There are ways to compensate -- for example, by also obtaining a second liquor license, which does allow some retail sales -- but mostly, it's just a shame the new law will do little to help fortify and encourage small-batch distillers the way it will wineries and craft brewers.

For now, Grossmiller says, he's staying focused on the distillery's new projects, of which there are many. They're getting ready to release a new whiskey made in conjunction with Four Peaks brewery. The soon-to-be released Humphrey's Whiskey is made from a Four Peaks beer mash comprising 80 percent barley and 20 percent rye.

There's also an agave spirit to look forward to, as well as a rye whiskey.

 

Grossmiller works in the distillery's Tempe warehouse.
Grossmiller works in the distillery's Tempe warehouse.
Evie Carpenter

One thing most people don't know about me: I played an Iraqi refugee in the movie Three Kings when it was filmed in Casa Grande.

My personal mantra: Ignore negativity.

One thing I want people to know about Arizona Distilling Company: That we are a small local company that is dedicated to teaching the history of Arizona through our spirits made from locally sourced ingredients.

The biggest misconception about the distilling industry: That each individual spirit is made from an individual company. Ninety-five percent of all spirits are made from five major companies.

One distiller that I admire: Don Poffenroth of Dry Fly Distillery in Spokane, Washington. He's one of the pioneers in the micro-distilling industry and is willing to teach and help anyone who wants to learn.

The hardest part being a small-batch distiller in Arizona: Trying to stay relevant and becoming the first choice when someone sits down at a bar or restaurant.

One change I would like to see in the industry: Convince the state that having a cap in production for small-craft distilleries is a bad thing and will restrict our ability to create jobs.

Three things to look for in a good whiskey: Nose: If it smells good, chances are it will taste good. Taste: Drink a good whiskey slowly and deliberately. Try to pick out as many different flavors as you can. Preference: Drink what you think is good. Do not let anyone else tell you what is the best.

What makes AZDC gin different from other gins: The gin is something I wanted to create for people who were on the fence about gin. Our gin is lighter on the juniper flavor, which allows all the other botanicals to shine through. I wanted to have a gin that had a little less "piney" flavor to it, which tends to scare people away from other typical gins.

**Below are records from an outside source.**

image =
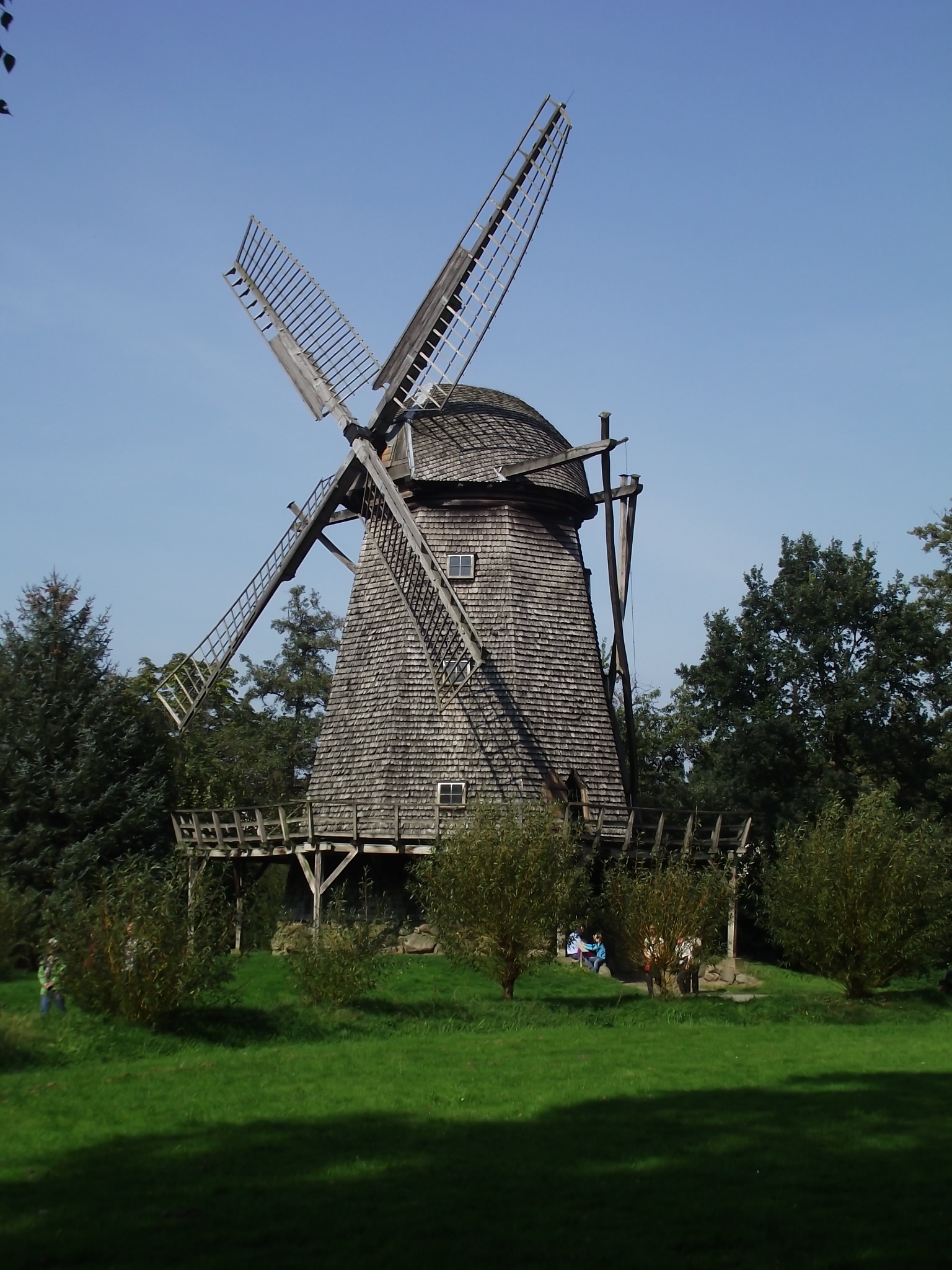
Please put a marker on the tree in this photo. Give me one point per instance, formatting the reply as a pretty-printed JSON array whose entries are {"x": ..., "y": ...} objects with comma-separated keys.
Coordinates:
[
  {"x": 235, "y": 752},
  {"x": 500, "y": 886},
  {"x": 83, "y": 768},
  {"x": 664, "y": 738},
  {"x": 141, "y": 943},
  {"x": 818, "y": 687},
  {"x": 861, "y": 897},
  {"x": 295, "y": 686}
]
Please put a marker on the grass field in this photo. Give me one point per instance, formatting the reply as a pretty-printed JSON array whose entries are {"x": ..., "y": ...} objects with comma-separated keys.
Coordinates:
[{"x": 437, "y": 1127}]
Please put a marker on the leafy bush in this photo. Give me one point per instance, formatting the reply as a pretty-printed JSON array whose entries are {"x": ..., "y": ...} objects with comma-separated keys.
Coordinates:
[
  {"x": 863, "y": 895},
  {"x": 346, "y": 959},
  {"x": 662, "y": 904},
  {"x": 499, "y": 888},
  {"x": 134, "y": 948},
  {"x": 19, "y": 928}
]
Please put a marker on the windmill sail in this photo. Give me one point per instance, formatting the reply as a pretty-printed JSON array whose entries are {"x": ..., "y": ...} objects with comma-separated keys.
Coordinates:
[
  {"x": 184, "y": 689},
  {"x": 447, "y": 328},
  {"x": 311, "y": 338}
]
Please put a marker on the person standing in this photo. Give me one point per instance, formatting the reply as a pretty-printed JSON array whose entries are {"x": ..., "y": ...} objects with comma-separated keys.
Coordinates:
[{"x": 50, "y": 975}]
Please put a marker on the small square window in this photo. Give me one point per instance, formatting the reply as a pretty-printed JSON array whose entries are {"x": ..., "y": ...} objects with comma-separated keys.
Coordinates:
[
  {"x": 457, "y": 671},
  {"x": 451, "y": 793},
  {"x": 461, "y": 566}
]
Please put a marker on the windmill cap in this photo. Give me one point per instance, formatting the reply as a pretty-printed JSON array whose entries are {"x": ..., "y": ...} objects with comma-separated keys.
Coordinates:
[{"x": 478, "y": 432}]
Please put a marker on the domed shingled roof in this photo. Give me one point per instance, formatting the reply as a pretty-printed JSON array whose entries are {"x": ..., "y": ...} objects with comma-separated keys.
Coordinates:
[{"x": 477, "y": 433}]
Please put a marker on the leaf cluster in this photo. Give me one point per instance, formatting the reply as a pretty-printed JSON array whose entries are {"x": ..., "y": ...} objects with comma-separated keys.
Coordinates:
[
  {"x": 862, "y": 895},
  {"x": 19, "y": 928},
  {"x": 500, "y": 887},
  {"x": 658, "y": 905},
  {"x": 823, "y": 685},
  {"x": 135, "y": 948},
  {"x": 346, "y": 959}
]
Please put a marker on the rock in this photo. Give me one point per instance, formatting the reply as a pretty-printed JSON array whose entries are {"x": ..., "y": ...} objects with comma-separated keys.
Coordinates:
[
  {"x": 291, "y": 938},
  {"x": 419, "y": 943}
]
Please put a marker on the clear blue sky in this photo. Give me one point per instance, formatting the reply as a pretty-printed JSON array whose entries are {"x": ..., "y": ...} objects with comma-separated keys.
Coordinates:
[{"x": 746, "y": 258}]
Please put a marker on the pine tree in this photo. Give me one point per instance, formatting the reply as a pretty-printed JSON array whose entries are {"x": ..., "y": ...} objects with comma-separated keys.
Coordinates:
[{"x": 83, "y": 766}]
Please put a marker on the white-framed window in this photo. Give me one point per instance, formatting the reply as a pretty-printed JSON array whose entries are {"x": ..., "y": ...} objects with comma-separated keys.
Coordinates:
[
  {"x": 462, "y": 566},
  {"x": 457, "y": 671},
  {"x": 451, "y": 793}
]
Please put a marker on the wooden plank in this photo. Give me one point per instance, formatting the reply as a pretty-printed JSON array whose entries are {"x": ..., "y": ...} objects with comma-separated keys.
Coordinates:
[
  {"x": 339, "y": 870},
  {"x": 560, "y": 456}
]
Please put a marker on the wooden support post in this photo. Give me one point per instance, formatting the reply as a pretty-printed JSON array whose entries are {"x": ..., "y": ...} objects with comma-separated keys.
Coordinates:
[
  {"x": 628, "y": 831},
  {"x": 239, "y": 879},
  {"x": 630, "y": 757},
  {"x": 318, "y": 889},
  {"x": 733, "y": 912}
]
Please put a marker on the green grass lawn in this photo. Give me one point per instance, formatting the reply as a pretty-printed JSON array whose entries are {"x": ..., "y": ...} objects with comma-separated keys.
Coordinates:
[{"x": 436, "y": 1126}]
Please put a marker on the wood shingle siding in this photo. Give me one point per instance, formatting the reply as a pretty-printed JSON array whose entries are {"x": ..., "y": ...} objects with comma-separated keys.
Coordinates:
[{"x": 539, "y": 700}]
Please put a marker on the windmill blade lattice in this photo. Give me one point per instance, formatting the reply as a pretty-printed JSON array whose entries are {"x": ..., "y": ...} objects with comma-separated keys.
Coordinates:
[
  {"x": 319, "y": 343},
  {"x": 184, "y": 689},
  {"x": 447, "y": 328}
]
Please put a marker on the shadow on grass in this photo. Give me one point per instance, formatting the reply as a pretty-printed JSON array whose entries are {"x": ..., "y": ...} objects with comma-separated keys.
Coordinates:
[{"x": 838, "y": 1171}]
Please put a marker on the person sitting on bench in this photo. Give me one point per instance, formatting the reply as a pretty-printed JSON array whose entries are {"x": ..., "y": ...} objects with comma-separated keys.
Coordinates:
[{"x": 594, "y": 954}]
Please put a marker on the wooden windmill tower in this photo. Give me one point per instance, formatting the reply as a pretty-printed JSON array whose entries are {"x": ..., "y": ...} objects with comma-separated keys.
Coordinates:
[{"x": 469, "y": 664}]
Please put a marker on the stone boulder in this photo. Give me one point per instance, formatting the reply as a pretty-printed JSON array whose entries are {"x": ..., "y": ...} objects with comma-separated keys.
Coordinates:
[
  {"x": 291, "y": 938},
  {"x": 419, "y": 941}
]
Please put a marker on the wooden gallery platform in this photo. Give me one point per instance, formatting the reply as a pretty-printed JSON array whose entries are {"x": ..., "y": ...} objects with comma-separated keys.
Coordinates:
[{"x": 327, "y": 837}]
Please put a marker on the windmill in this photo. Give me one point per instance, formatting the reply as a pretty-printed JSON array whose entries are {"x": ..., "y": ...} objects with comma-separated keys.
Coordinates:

One movie everyone should see: Blood Into Wine. It's not a story about spirits, but it is a story about Eric Glomski, who is an inspiration and a pioneer in the winemaking industry in Arizona.

One book every brewer/distiller should read: The Art of Distilling by Bill Owens. It's a detailed look into micro-distilling and different techniques on how to distill most popular spirits.

My advice for home brewers: I'm not sure this question really pertains to me as it would a brewer. I would just advise them to keep their passion up by trying to make beer from as many different things as possible. The local micro-brewing movement has exploded over the past five years and some the beers they are making are unbelievable.

 

A current line of Arizona Distilling Company products.
A current line of Arizona Distilling Company products.
Evie Carpenter

The best advice for someone who wants to get into distilling: Read, read, read, and try to find any distilleries that provide any hands-on distilling courses. We will be one of those in the future.

Favorite place to eat and what I like to order: Mastro's City Hall. The bone-in filet with crab legs.

I wish Phoenix had more: Recognition as a great city.

I wish Phoenix had fewer: 115-plus degree days in the summer.

One national/international restaurant/bar I want go to this year: Spiaggia in Chicago.

Favorite cocktail and where to get it: Raising Arizona at Crudo.

Favorite spirit other than my own: Fortaleza Tequila.

What's in store for AZDC?: Our collaboration with Four Peaks, which will be called Humphrey's, should be out in the next two months. Our rye whiskey should not be far behind, and an agave spirit will be after that.